Jakarta, CNBC Indonesia - Dewan Perwakilan Rakyat (DPR) mendorong pemerintah supaya mulai memberlakukan kewajiban bagi platform e-commerce memungut pajak atas pendapatan hasil penjualan secara daring para pelapak atau merchant.
Seiring dengan pemberlakuan cukai minuman berpemanis dalam kemasan (MBDK) pada semester II-2025. Hal ini menjadi salah satu pembahasan saat digelarnya rapat kerja panitia kerja (panja) penerimaan antara pemerintah dengan Komisi XI DPR.
"Salah satu yang disampaikan tadi MBDK, yang kedua adalah e-commerce," kata Wakil Ketua Komisi XI dari Fraksi Nasdem Fauzi Amro, di Gedung Parlemen, Jakarta, Senin (7/7/2025).
"Kita kalau tidak menambah objek pajak baru, pendapatan kita pasti menurun. Dengan kehadiran Pak Bimo ini, kita bilang, Pak Bimo, you harus membuat objek-objek baru dong, karena target pendapatan kita juga harus di angka tadi kan 12,33% (dari APBN)," tegasnya.
Fauzi mengatakan, dalam pembahasan itu, konsep keharusan bagi platform e-commerce memungut pajak atas pendapatan hasil penjualan secara daring para pelapak atau merchant belum secara detail disampaikan Direktorat Jenderal Pajak (DJP) Kementerian Keuangan.

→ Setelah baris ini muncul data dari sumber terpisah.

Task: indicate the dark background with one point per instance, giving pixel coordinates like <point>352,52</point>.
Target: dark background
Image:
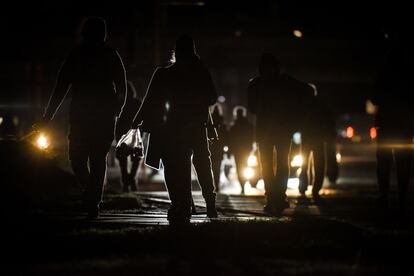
<point>342,47</point>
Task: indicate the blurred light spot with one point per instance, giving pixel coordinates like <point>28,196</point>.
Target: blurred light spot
<point>338,157</point>
<point>260,184</point>
<point>297,161</point>
<point>15,120</point>
<point>370,108</point>
<point>248,173</point>
<point>373,132</point>
<point>297,33</point>
<point>297,138</point>
<point>252,161</point>
<point>221,99</point>
<point>42,142</point>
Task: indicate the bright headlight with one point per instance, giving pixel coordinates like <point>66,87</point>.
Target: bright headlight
<point>252,161</point>
<point>248,173</point>
<point>42,142</point>
<point>297,161</point>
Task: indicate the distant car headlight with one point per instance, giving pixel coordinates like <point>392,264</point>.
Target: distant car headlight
<point>42,142</point>
<point>252,161</point>
<point>297,161</point>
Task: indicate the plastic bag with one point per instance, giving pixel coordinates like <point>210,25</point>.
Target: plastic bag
<point>130,144</point>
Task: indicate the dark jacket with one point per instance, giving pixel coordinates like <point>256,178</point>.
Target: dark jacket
<point>95,77</point>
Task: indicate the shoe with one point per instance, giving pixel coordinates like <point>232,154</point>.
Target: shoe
<point>318,199</point>
<point>132,183</point>
<point>276,209</point>
<point>303,200</point>
<point>177,216</point>
<point>382,203</point>
<point>125,188</point>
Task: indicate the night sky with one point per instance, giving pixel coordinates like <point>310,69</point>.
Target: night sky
<point>342,46</point>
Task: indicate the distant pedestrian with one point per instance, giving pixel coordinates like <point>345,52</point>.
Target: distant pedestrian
<point>278,102</point>
<point>318,132</point>
<point>123,124</point>
<point>241,138</point>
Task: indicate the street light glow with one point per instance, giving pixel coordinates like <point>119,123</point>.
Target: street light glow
<point>42,142</point>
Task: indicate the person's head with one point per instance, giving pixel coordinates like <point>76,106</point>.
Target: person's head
<point>94,30</point>
<point>184,47</point>
<point>268,65</point>
<point>239,112</point>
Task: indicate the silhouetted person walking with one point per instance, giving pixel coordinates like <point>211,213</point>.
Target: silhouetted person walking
<point>394,122</point>
<point>217,146</point>
<point>318,131</point>
<point>175,113</point>
<point>95,76</point>
<point>123,124</point>
<point>277,101</point>
<point>240,142</point>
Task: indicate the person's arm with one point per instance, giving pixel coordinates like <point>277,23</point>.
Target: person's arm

Ia hanya menekankan, konsep yang digariskan hanya tentang mekanisme pemajakannya yang berasal dari hulu nya, atau e-commercenya itu sendiri. "Dari hulunya kan e-commerce itu ada terdata, baik e-commerce yang di dalam, atau e-commerce yang bersumber dari luar," ucap Fauzi.
Dari sisi DPR, ia mengatakan, saran yang disampaikan supaya pemerintah lebih dulu menerapkan peraturan pemajakannya terhadap e-commerce yang kapasitasnya sudah besar, dan memiliki pelapak dengan pendapatan yang tinggi, bukan UMKM-UMKM skala kecil yang baru tumbuh.
"E-commerce dari luar itu apa saja, e-commerce dari dalam itu apa saja. Tapi jangan sampai e-commerce-e-commerce yang di UMKM, gitu loh atau yang baru mau tumbuh, kita enggak mau. Dia harus ada level minimal, nanti klasternya akan disampaikan," tutur Fauzi.
Fauzi mengatakan, target penerimaan dari konsep pemajakan di e-commerce ini akan lebih besar dari penerapan cukai MBDK yang di kisaran Rp 5-6 triliun. Pemerintah kata dia belum mengungkapkan besaran potensi penerimaan dari keharusan e-commerce memungut para wajib pajak yang berdagang di pasar digital.
"Angkanya belum disampaikan ke kita. Dia (Dirjen Pajak) lagi meng-exercise, apa-apa perusahaannya, di hulunya apa saja, perusahaannya apa saja, nanti dia akan sampaikan ke kita. Kalau e-commerce ini kan enggak kayak MBDK, yang sudah ada kategorinya, 6% ke atas, yang akan dikenakan, itu akan meng adjust sekitar Rp 6 triliunan dapatnya," ujar Fauzi.
Sebagaimana diketahui, pemerintah tengah merampungkan peraturan menteri keuangan (PMK) yang akan menjadi landasan hukum untuk meminta platform e-commerce memungut pajak atas pendapatan hasil penjualan secara daring para pelapak atau merchant.
Direktur Jenderal Pajak Kementerian Keuangan Bimo Wijayanto mengatakan, PMK itu kini sudah dalam tahap finalisasi di Kementerian Sekretarian Negara.
"Kita tunggu saja, masih di Mensesneg. Jadi proses, sedang proses, finalisasi," ucap Bimo di kawasan DPR, Jakarta, Rabu (2/7/2025).
Karena masih dalam proses perampungan penerbitan, Bimo enggan mengungkapkan rencana pemberlakuan kebijakannya, apakah akan dilakukan pada semester II-2025 atau tahun berikutnya.
"Kalau spekulasi seperti itu ya, anggap saja spekulasinya Anda. Saya enggak mau spekulasi, dan enggak mau jawab pakai spekulasi. Tunggu saja," tegas Bimo.
Meski belum mau mengungkapkan target pemberlakuan, Bimo meyakinkan bahwa pemerintah sudah memiliki hitung-hitungan dari dampak ekonomi pelaksanaan kebijakan perpajakan itu. Selain itu, juga sudah ada kajian kongkret mengapa kebijakan itu harus ditetapkan.
"Ada, nanti saya rilis, tapi jangan sekarang," ungkap Bimo.